The difficulty in clearing the bar, or making the goal, does not make arguments that fail stronger. It is correct to conclude that such arguments are weak, because they lack objective data and controlled observations.
I disagree that "hemoglobin mass, VO2max, time to exhaustion" are "real stuff that matters". These are proxy substitutes for the "real stuff". You can also add "peak power".
In a lab setting, a running time trial is most relevant to running, but only when the design and execution mimics what an athlete does in both training and racing. This should last at least one cycle of off-season build-up to in season training to the end of season peak. Even better would be several annual follow-ups. This may be difficult or impossible, but would provide the most meaningful data.
I'm wholly unaware of any "double blind, placebo controlled EPO studies in trained runners" that show improved "time trial performance by around 3–6 percent over a few weeks", unless you can provide me with a few specific examples.
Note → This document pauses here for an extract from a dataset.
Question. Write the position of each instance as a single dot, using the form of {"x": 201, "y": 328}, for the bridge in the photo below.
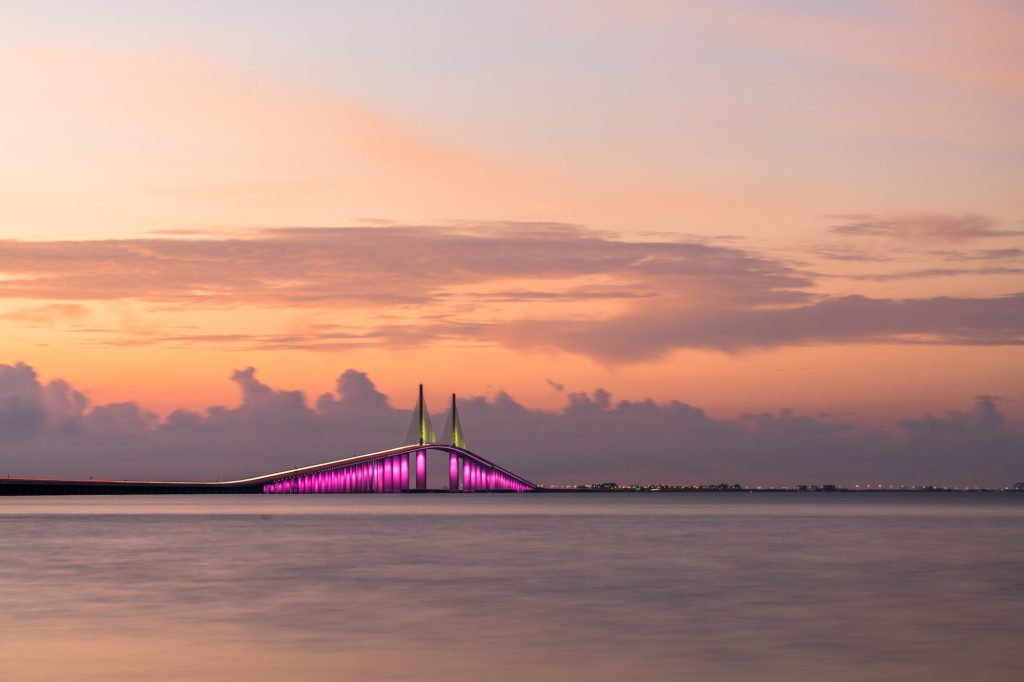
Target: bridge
{"x": 401, "y": 469}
In any case, a short term study lasting a few weeks culminating in a time-trial with no incentive to win, is not representative of how athletes train to peak for a race. And comparing the final time trial to an initial time trial is not interesting. The comparison should be between final time trials of the doped group and the control group. A bonus would be a comparison with a third altitude trained group.
Cathal Lombard also made several changes in his training, reducing volume and increasing intensity, and changing his coach. These changes confound any conclusion about EPO, minus any non-blinded placebo effect. His performance improvements can be compared to "wejo"'s performance improvements, after competing 5 years at university, and then making drastic changes in his training. See his "Why I sucked in College" essay linked on the homepage.
But even if we accept that EPO significantly helped Lombard, this cannot be generalized to all athletes who have experienced breakthroughs.
While I am skeptical of studies with many limitations, I do not require data to only come from studies.
Besides double-blind controlled studies and cherry-picked anecdotes, one set of data I would find persuasive is an indication of the existence of a correlation between known or suspected doping of a population and better performances. For example, comparing the best Russian (or Soviet for Coevett) performances with the best Japanese performances. This was my motivation for reviewing a list of all-time performances, and looking for any significant signs of better performance among groups known or suspected to dope. Outside of women known or suspected to be doping with steroids, I found no obvious indications, but did get a lot of rationalizations why I shouldn't expect to find them the way I looked.